Reluctantly, I allowed Ophelia—was that her real name, I wondered?—to shepherd me up the stairs. We got to the second floor, but she indicated we should keep going.
“We’ve put you on the attic level,” she said, again like she was someone working in a posh hotel. “It’s a self-contained apartment with its own restroom facilities.”
So up another flight we went until we reached a trapdoor in the ceiling with a long, frayed cord hanging down from it.
Ophelia reached up and grabbed the cord, pulling the heavy old trapdoor down with little apparent effort. She manhandled the heavy wooden ladder that was folded up inside it into position just as easily. Huh. I made a mental note that she was much stronger than she appeared.
“After you,” she said politely, gesturing to the attic stairs.
I really didn’t like this. I didn’t like the idea of being shut up in the attic, trapped with my brother, who I was apparently going to be expected to sleep with.
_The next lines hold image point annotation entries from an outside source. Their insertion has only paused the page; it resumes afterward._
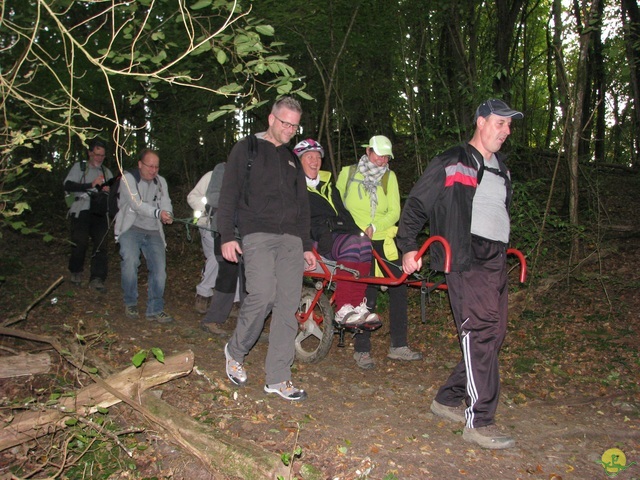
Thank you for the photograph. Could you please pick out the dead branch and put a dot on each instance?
(126, 385)
(24, 364)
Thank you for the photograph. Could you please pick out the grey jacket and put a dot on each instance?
(131, 205)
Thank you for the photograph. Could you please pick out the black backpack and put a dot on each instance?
(114, 190)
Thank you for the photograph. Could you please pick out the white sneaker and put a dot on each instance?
(347, 315)
(365, 314)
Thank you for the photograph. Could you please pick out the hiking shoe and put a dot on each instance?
(287, 391)
(202, 304)
(213, 328)
(488, 437)
(235, 370)
(162, 317)
(455, 414)
(368, 320)
(364, 360)
(403, 353)
(97, 284)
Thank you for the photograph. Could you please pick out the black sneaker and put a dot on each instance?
(287, 391)
(162, 317)
(202, 304)
(97, 284)
(488, 437)
(235, 370)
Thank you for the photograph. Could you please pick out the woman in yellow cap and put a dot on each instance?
(370, 192)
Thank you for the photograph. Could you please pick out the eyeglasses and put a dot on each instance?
(287, 124)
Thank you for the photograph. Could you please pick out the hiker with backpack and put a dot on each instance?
(370, 192)
(87, 190)
(264, 194)
(337, 237)
(221, 284)
(204, 200)
(144, 207)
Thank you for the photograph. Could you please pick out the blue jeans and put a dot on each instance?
(132, 242)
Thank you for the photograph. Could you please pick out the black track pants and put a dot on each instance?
(479, 304)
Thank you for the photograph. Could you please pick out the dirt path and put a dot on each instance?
(570, 383)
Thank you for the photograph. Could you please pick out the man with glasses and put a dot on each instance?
(87, 178)
(264, 193)
(144, 207)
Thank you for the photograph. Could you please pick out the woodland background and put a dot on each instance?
(190, 78)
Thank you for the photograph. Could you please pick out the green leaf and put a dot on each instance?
(158, 353)
(304, 95)
(160, 57)
(201, 4)
(231, 88)
(215, 115)
(265, 30)
(221, 56)
(285, 88)
(138, 358)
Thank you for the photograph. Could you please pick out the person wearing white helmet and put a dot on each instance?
(370, 192)
(337, 237)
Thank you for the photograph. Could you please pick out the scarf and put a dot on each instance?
(372, 176)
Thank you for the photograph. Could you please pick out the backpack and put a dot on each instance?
(114, 190)
(213, 194)
(352, 174)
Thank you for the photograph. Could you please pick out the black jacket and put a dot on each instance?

We were only a wicked grandmother and some poison-laced powdered donuts away from being in a V.C. Andrews novel!
“Look,” I said, playing for time. “I don’t know if this is the best place for us. I have a, uh, fear of heights, you know? Maybe you could find a room for us that’s a little lower? Like maybe the ground floor?”
“I’m afraid that’s impossible—the other bedrooms are already taken,” she said politely. “But I think you’ll like the attic setup—I cleaned and decorated it myself.” She leaned closer to me as though imparting a secret and whispered, “Between you and me, Tainer isn’t exactly the best housekeeper and I didn’t want the savior of our race to be conceived in filth and squalor.”
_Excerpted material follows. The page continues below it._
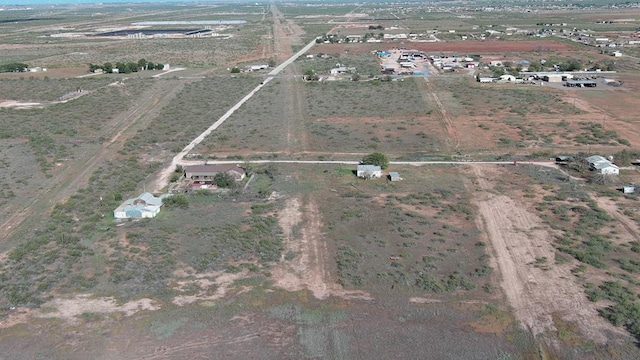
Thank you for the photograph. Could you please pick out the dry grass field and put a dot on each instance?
(304, 260)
The savior of our race? Whoo-boy—she was definitely drinking the Kool-Aid.
“That’s, uh, very kind of you,” I said, trying to smile. “But I’m really just not comfortable so high up.”
“Please go up to the attic,” Ophelia said in that calm, quiet voice of hers. “I really wouldn’t want to have to radio Tainer than you weren’t behaving. He’s still holding the Absent Alpha’s Heir. You know—the future father of your children?”
She patted a bulky black walkie-talkie that was clipped to her belt. I hadn’t noticed it earlier, but when she touched it, it let out a static-y hiss, like a sleepy snake that’s been disturbed.